Weights are normalized automatically and retries can hop to a different model whenever retry_with_different_model is allowed.

Provide one or more SamplingParams to override decoding behavior per model:

from lm_deluge import LLMClient, SamplingParams
client = LLMClient(
"gpt-4.1-mini",
sampling_params=[
SamplingParams(
temperature=0.2,
top_p=0.9,
max_new_tokens=200,
json_mode=True,
)
],
max_requests_per_minute=2_000,
max_tokens_per_minute=250_000,
)
structured = client.process_prompts_sync(
["Return a JSON object describing the phases of the moon."],
return_completions_only=True,
)
print(structured[0])

When you pass multiple models, supply a list of SamplingParams in the same order or let LM Deluge clone the single set for you.

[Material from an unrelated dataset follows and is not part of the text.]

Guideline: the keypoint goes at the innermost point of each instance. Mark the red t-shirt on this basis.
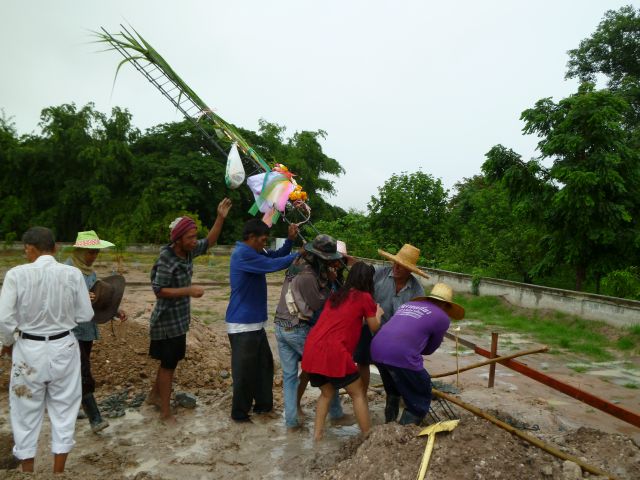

All APIs are available asynchronously. This is especially helpful inside notebooks or existing async applications:

import asyncio
from lm_deluge import LLMClient
async def main():
client = LLMClient(["gpt-5.1-codex"], use_responses_api=True)
responses = await client.process_prompts_async(
["Write a Python function that reverses a linked list."],
return_completions_only=True,
show_progress=False,
)
print(responses[0])
asyncio.run(main())

process_prompts_async keeps the same signature as the sync version and respects rate limits using the shared StatusTracker.